Inner Mongolia's economy is the least dependent on export, at least to places outside of China. Its export value amounts to only 1.6% of its GDP, the least of any Chinese province. But this export value doesn't take into account Inner Mongolia's exports within China. Inner Mongolia is relatively rich in fossil fuels and mineral resources like rare-earth, so Inner Mongolia helps provide the raw material that fuels industry in China's other provinces.

Tibet exports the least. Tibet is a landlocked province located in a mountainous area with relatively little people (3,180,000 as of 2014) and underdeveloped infrastructure.

Shigatse, Tibet
Shigatse is the largest city in Tibet.
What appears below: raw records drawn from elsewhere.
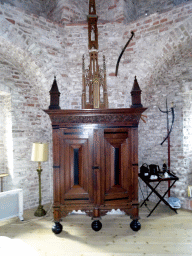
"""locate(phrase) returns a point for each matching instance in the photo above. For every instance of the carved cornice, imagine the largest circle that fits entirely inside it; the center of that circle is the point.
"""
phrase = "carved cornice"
(106, 116)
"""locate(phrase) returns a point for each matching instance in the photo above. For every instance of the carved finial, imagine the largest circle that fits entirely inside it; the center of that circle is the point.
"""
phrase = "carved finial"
(54, 95)
(104, 65)
(136, 95)
(83, 63)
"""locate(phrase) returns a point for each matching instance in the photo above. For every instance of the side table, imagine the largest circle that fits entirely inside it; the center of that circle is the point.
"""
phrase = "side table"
(147, 181)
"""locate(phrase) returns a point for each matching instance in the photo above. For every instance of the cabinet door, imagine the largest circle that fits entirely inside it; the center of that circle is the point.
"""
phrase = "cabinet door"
(118, 166)
(75, 165)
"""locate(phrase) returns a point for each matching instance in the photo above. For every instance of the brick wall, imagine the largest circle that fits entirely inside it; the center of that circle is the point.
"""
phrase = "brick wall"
(34, 49)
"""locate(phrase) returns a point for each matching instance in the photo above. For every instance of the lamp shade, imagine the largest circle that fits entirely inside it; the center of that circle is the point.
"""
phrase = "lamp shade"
(39, 152)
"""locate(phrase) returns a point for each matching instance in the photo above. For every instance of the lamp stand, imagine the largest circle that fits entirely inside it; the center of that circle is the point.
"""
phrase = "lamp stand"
(40, 211)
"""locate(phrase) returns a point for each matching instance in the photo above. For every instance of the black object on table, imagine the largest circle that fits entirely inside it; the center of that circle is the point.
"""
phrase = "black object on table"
(147, 181)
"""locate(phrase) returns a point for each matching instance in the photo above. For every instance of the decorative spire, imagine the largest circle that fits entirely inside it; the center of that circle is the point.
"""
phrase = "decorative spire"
(92, 26)
(94, 92)
(136, 95)
(54, 95)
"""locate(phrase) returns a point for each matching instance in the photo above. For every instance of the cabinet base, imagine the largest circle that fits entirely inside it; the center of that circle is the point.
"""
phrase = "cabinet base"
(57, 228)
(96, 225)
(135, 225)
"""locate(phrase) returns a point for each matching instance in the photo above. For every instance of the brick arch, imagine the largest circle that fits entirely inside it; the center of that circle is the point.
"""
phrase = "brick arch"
(23, 62)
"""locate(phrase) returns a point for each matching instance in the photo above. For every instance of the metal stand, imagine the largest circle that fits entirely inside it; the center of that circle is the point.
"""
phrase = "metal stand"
(40, 211)
(153, 190)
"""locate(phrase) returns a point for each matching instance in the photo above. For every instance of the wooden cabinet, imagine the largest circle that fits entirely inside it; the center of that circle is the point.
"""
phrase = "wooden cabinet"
(95, 162)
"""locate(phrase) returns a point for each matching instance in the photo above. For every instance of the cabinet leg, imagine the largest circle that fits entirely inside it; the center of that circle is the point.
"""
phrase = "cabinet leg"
(135, 225)
(57, 228)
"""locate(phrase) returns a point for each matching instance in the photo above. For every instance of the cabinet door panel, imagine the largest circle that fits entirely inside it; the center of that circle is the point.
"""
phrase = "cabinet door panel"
(117, 164)
(76, 162)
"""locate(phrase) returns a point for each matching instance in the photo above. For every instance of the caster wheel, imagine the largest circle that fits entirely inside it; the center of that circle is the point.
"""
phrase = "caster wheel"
(96, 225)
(57, 228)
(135, 225)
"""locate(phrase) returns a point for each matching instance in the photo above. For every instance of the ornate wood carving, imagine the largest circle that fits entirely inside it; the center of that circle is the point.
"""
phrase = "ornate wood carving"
(94, 92)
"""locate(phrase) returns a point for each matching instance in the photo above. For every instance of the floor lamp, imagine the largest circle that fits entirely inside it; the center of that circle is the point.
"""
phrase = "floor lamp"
(39, 154)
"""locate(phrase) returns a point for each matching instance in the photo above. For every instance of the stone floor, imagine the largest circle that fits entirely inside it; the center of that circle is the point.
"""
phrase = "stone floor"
(163, 233)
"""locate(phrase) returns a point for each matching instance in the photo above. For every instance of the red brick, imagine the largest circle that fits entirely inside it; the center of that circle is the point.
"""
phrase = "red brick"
(147, 21)
(156, 23)
(10, 20)
(163, 20)
(112, 7)
(163, 29)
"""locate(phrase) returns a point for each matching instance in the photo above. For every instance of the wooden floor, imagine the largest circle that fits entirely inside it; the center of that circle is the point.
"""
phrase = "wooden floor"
(163, 233)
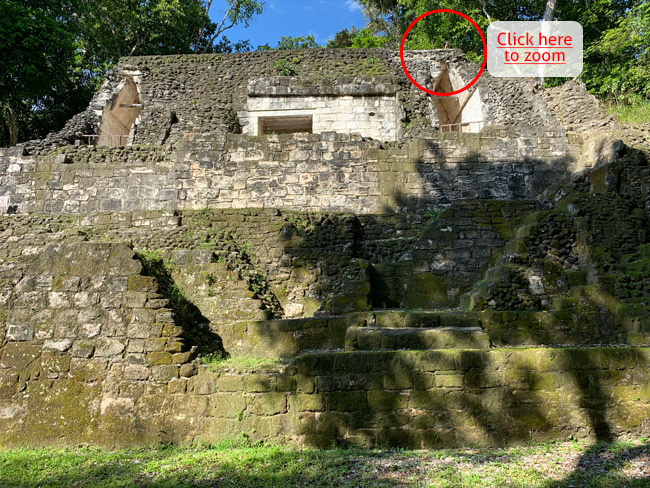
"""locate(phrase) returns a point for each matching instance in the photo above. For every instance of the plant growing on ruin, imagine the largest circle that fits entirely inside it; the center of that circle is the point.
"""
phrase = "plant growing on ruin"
(285, 68)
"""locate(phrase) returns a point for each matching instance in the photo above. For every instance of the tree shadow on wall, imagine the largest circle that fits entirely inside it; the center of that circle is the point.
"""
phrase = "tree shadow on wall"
(368, 396)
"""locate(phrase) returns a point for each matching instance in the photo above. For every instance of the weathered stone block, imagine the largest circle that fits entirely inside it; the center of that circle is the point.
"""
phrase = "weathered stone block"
(88, 370)
(55, 364)
(164, 372)
(267, 403)
(135, 372)
(158, 358)
(18, 355)
(227, 405)
(228, 382)
(109, 347)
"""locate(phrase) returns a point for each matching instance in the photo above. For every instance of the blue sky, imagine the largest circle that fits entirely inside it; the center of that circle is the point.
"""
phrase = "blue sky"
(321, 18)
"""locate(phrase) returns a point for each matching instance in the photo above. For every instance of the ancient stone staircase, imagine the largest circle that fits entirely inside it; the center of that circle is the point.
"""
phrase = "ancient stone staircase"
(418, 330)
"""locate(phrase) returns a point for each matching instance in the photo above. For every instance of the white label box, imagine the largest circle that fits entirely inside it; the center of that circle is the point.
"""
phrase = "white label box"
(534, 49)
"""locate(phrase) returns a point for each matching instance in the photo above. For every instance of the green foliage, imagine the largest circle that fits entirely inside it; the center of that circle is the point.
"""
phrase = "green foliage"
(186, 314)
(285, 68)
(39, 86)
(55, 53)
(302, 42)
(221, 362)
(616, 35)
(622, 55)
(288, 42)
(241, 462)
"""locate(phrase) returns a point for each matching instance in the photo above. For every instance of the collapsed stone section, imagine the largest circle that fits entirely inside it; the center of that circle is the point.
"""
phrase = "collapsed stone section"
(119, 117)
(301, 172)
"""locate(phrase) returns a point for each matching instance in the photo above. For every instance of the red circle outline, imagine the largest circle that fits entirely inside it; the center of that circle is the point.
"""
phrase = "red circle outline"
(401, 52)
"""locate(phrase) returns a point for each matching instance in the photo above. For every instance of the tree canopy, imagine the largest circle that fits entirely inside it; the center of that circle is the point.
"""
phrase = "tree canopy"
(616, 34)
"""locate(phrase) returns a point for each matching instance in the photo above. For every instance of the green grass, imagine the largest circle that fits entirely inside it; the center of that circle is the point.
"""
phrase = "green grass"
(631, 113)
(242, 464)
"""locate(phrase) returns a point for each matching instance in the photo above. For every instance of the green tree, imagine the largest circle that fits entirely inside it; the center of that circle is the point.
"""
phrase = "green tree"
(619, 60)
(615, 33)
(237, 12)
(288, 42)
(37, 52)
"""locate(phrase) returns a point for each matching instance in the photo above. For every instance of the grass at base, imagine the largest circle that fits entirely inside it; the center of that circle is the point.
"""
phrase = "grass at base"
(631, 113)
(550, 465)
The region's rugged terrain and relatively sparse population makes it difficult to build complex infrastructure.


In the summer of 2016, Xi Jinping, president of China, said that "No region or ethnic group can be left behind", when he visited Ningxia, a province in the landlocked west and one of China's. China's coastal provinces not only export the lion's share of China's goods but also make up a large chunk of the country's GDP. But the coastal province's share of both the country's GDP and its total export volume may become less disproportionate in the future as China shifts more focus towards the development of its interior regions.

One of China's strategy to develop its interior is proposed in the "One Belt One Road Initiative". It includes plans to further integrate China with countries situated along the ancient Silk Road through trade and investment, particularly in infrastructure. As outlined the in the initiative, China plans to invest upwards of USD $1 trillion towards developing infrastructure. This will not only help fuel growth in Central Asia's underdeveloped markets but will also help build stable transportation routes to link China with more lucrative customers in Europe. In January 2017, the first freight trains from China managed to deliver consumer goods directly to the UK.